Resisting resistance
If bugs, bacteria and viruses ruled the world, there’s no doubt they would run it like an exclusive club with the motto- resist at all cost. The clubhouse rules would include all sorts of strategies to make sure that members remained undisturbed.
But Dr. Marc Ouellette of Laval University, a specialist in infectious diseases, has made it his mission to decode and break these rules. He wants to guarantee that antibiotics remain effective and that bugs are kept in check.
“In many cases, we are at the last drug, we’re only one step ahead of these rapidly-mutating pathogens,” he notes with some concern.
Bugs and viruses, known as pathogens, have a huge set of tools they can use to thwart efforts to get rid of them.
For example, a pathogen like bacteria can mutate itself so that antibiotics can’t get inside its cells and kill it, sort of like changing the locks on the front door.
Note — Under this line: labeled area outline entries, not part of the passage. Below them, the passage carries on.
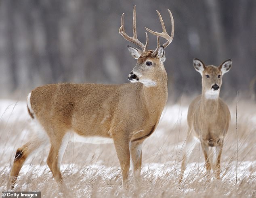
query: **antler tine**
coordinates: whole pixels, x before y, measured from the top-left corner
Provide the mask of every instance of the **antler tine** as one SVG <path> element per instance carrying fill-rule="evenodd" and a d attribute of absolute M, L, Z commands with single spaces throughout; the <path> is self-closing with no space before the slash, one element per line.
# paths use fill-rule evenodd
<path fill-rule="evenodd" d="M 147 33 L 147 32 L 145 32 L 145 33 L 146 33 L 146 38 L 147 38 L 147 40 L 146 40 L 146 44 L 145 44 L 145 47 L 143 50 L 143 52 L 146 52 L 146 50 L 147 50 L 147 45 L 149 44 L 149 36 L 148 36 Z"/>
<path fill-rule="evenodd" d="M 150 29 L 149 29 L 147 27 L 145 27 L 146 30 L 147 31 L 151 33 L 151 34 L 157 36 L 157 37 L 161 37 L 167 40 L 166 42 L 164 45 L 163 45 L 163 47 L 165 48 L 169 45 L 170 43 L 172 41 L 172 39 L 173 39 L 173 37 L 174 35 L 174 21 L 173 20 L 173 17 L 172 16 L 172 12 L 170 11 L 168 9 L 167 10 L 169 12 L 169 13 L 170 15 L 170 17 L 171 18 L 171 21 L 172 24 L 172 32 L 171 33 L 171 36 L 169 36 L 168 33 L 166 31 L 166 30 L 165 28 L 165 26 L 164 26 L 164 21 L 163 21 L 163 19 L 162 18 L 162 16 L 159 12 L 158 10 L 156 10 L 156 12 L 158 15 L 158 17 L 159 17 L 159 20 L 160 20 L 160 22 L 161 23 L 161 25 L 162 27 L 162 29 L 163 29 L 163 31 L 161 33 L 157 32 L 154 32 Z M 157 38 L 157 39 L 159 39 L 159 38 Z M 159 47 L 159 41 L 157 40 L 157 48 L 152 52 L 152 54 L 155 55 L 156 54 L 157 51 L 158 50 L 158 48 Z"/>
<path fill-rule="evenodd" d="M 140 42 L 137 37 L 137 32 L 136 31 L 136 7 L 134 6 L 133 8 L 133 19 L 132 20 L 132 31 L 133 33 L 133 36 L 132 37 L 130 37 L 124 31 L 124 13 L 123 13 L 121 19 L 121 27 L 119 29 L 119 33 L 121 34 L 124 38 L 128 41 L 131 42 L 135 45 L 141 47 L 143 51 L 146 50 L 145 45 Z M 147 35 L 146 35 L 146 37 Z M 147 42 L 148 38 L 147 38 Z M 146 43 L 146 46 L 147 44 Z"/>

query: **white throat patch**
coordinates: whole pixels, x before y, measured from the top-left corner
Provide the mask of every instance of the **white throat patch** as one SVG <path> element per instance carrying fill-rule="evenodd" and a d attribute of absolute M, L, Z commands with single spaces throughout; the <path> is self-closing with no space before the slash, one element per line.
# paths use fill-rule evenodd
<path fill-rule="evenodd" d="M 157 84 L 156 82 L 148 79 L 139 79 L 139 82 L 143 83 L 146 87 L 155 87 Z"/>
<path fill-rule="evenodd" d="M 205 97 L 208 100 L 215 100 L 219 97 L 220 90 L 214 91 L 212 89 L 206 91 Z"/>

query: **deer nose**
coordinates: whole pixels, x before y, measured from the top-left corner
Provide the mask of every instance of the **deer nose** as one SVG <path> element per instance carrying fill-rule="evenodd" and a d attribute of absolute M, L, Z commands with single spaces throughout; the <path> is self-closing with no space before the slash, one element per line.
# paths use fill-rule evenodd
<path fill-rule="evenodd" d="M 134 74 L 133 72 L 131 72 L 128 75 L 128 80 L 132 80 L 137 79 L 138 78 L 137 76 Z"/>
<path fill-rule="evenodd" d="M 220 89 L 220 86 L 219 86 L 216 84 L 215 84 L 212 87 L 212 89 L 213 89 L 214 91 L 218 90 L 219 89 Z"/>

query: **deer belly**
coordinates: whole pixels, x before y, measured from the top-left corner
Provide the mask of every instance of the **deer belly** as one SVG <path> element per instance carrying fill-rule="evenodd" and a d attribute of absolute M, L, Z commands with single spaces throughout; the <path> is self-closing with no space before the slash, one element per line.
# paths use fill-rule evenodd
<path fill-rule="evenodd" d="M 89 144 L 113 144 L 113 139 L 111 138 L 100 136 L 80 136 L 76 133 L 72 133 L 70 140 L 73 142 L 80 142 Z"/>

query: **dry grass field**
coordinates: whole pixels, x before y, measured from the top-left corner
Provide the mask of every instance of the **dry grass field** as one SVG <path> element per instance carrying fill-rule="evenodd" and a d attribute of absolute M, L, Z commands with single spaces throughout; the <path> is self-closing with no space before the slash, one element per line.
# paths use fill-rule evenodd
<path fill-rule="evenodd" d="M 165 109 L 155 132 L 144 142 L 142 183 L 134 188 L 130 171 L 129 188 L 122 188 L 118 161 L 113 145 L 70 142 L 61 169 L 67 189 L 60 189 L 46 164 L 49 148 L 39 151 L 20 172 L 15 191 L 41 191 L 42 197 L 256 197 L 256 104 L 239 100 L 237 180 L 236 171 L 236 99 L 227 102 L 231 114 L 225 139 L 220 180 L 205 176 L 199 146 L 192 153 L 178 183 L 181 152 L 187 127 L 187 107 L 183 98 Z M 16 149 L 33 132 L 23 101 L 0 101 L 0 191 L 6 191 Z"/>

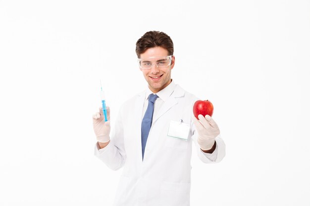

Suppose the drug finds its way into the cell? No problem, the bug will find a way to spit it back out.
The club has other rules that apply when the drug gets in and the members can’t get it out – they create a special enzyme that can literally chop the drug molecules in half. And even if the drug cannot be spit out or chopped up, clever bugs have been known to simply multiply, ensuring that the drug can never fully eliminate the infection.
“Often it’s a combination of these different factors that help create resistance. We’ve been working to understand how all of this works so that we can combat these resistance mechanisms,” he says.
Dr. Ouellette has also been involved in work to test new infection fighting alternatives to antibiotics, research supported by the Canadian Institutes of Health Research. He points out that, not only are pathogens really good at making themselves resistant, there are virtually no new antibiotics currently being developed. No company wants to spend money on a product that will become quickly obsolete. “We need to convince the private sector that it still makes sense for industry to be active here.”
Bugs, viruses and bacteria – it’s a never-ending game of deception and evasion. Dr. Ouellette is trying to keep humans ahead of the pathogens.